In true hard-boiled tradition, however, he can’t turn down the money in the first case, and the favor in the second. More complex than they seem, of course, the two cases send him across (and under) the urban landscape looking for some resolution, of the cases and his life.

Abandoned by a black Marxist father, orphaned by a heart-broken mother, and brought up in the streets, McGill now tries to save the world without losing his soul. Once upon a time, he was a “predator, who “…stalked people’s souls, took from them their most precious possessions, their secrets.” As he threads his rehabilitated way through Mosley’s plotline, he provides a unique perspective on reaches of society the reader rarely encounters, from the ridiculously rich husband who builds a bungalow on top of a skyscraper, to the beat-down prostitute he offers to save from her pimp. While McGill searches for the woman his client says she is, and the man the crime boss wants, he engages with a wide range of unseen New York: pool with the richest pool hall owner in the city, conversation with the cop who wants to take him down, dinner with a retired assassin and his family, and love with the woman his client said she was.

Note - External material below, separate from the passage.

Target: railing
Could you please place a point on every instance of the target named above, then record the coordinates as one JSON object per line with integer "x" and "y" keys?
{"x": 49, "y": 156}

All along the way, he drops observations that are part of the reason Mosley is the best African- American novelist writing today:  “One day it came to me that the isolation and alienation of rush hour is like so many marriages I’ve investigated — a lifetime spent together in the same bed and still managing to keep separate and remote”; and “Blood may be thicker than water, but family has them both beat.”

As McGill works his way to a resolution, he encounters a dead body, hired killers, a hot limousine driver, a cult, and a little peace of mind about his father. Some of his problems are resolved at the book’s conclusion, and some take a surprising turn. Only a couple of things are certain at the end of the book — he found the killer, and he will be back.